I'm stopping in again with another Question That Needs Answering (QTNA) -- this is s reprisal of a series hosted by that wondrous poster of olde, hobbitlove, who was known for wondering about many things!

Today's QTNA consists of several questions, actually, and they all have to do with Elrond and his gift of foresight...

1. In film-verse only, how do you explain Elrond's gift of foresight? Galadriel has a mirror she can look into -- but Elrond doesn't have any kind of prop. Do the films give us enough to go on to explain how and why Elrond can see things that haven't happened yet?

2. Why did they bother to include Elrond's foresight in the films at all? What purpose does it serve?
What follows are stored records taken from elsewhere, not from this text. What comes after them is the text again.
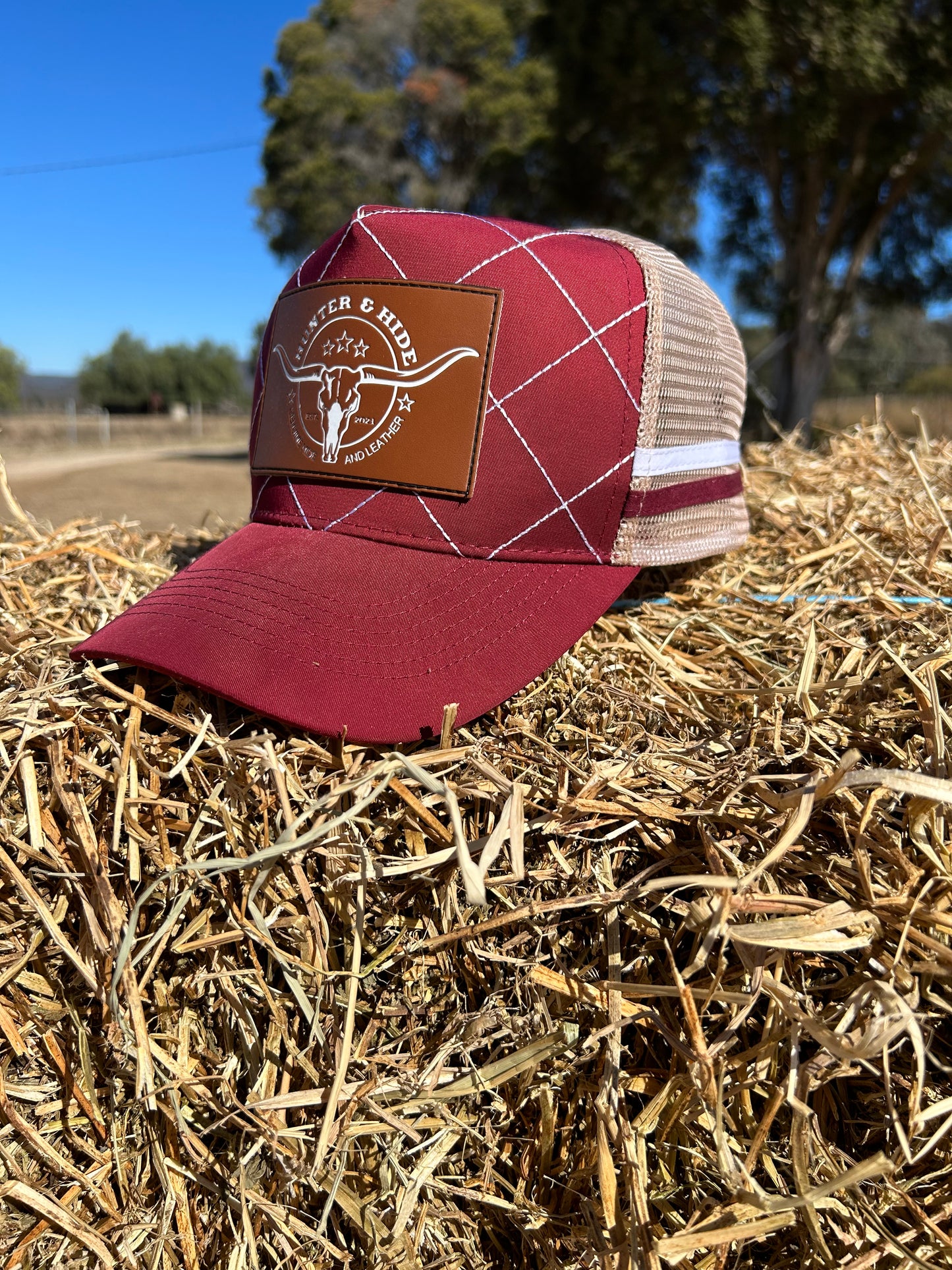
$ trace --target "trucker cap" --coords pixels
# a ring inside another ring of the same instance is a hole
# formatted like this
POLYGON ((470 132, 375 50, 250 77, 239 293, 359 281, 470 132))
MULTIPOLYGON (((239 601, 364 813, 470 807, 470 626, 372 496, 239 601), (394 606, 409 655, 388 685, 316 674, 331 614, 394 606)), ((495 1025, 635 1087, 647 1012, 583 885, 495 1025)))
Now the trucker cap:
POLYGON ((745 363, 613 230, 360 207, 261 342, 250 523, 74 649, 359 742, 529 683, 641 565, 739 546, 745 363))

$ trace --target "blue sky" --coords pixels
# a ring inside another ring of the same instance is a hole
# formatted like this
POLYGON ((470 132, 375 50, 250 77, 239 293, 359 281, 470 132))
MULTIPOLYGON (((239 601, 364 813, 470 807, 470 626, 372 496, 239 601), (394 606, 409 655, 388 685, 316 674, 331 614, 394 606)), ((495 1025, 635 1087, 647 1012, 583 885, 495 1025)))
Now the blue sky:
MULTIPOLYGON (((307 0, 10 4, 0 168, 259 141, 261 71, 307 0)), ((70 372, 123 329, 245 352, 287 269, 254 224, 258 149, 0 177, 0 343, 70 372)), ((716 216, 704 208, 703 243, 716 216)), ((727 298, 708 262, 701 271, 727 298)))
3. It seems to me that Elrond needs some glasses for that foresight of his -- after all, he told Arwen that Aragorn would not come back, and he did. Was he using his gift of foresight when he said that?

4. Was Arwen's vision of her son also a gift of foresight? Does that mean you can inherit it? And if she did, why doesn't she see anything else, like something about Aragorn's future or her own?

5. Any other musings along these lines? I foresee a good discussion or at least I hope so! Thanks in advance to all who choose to lurk or reply!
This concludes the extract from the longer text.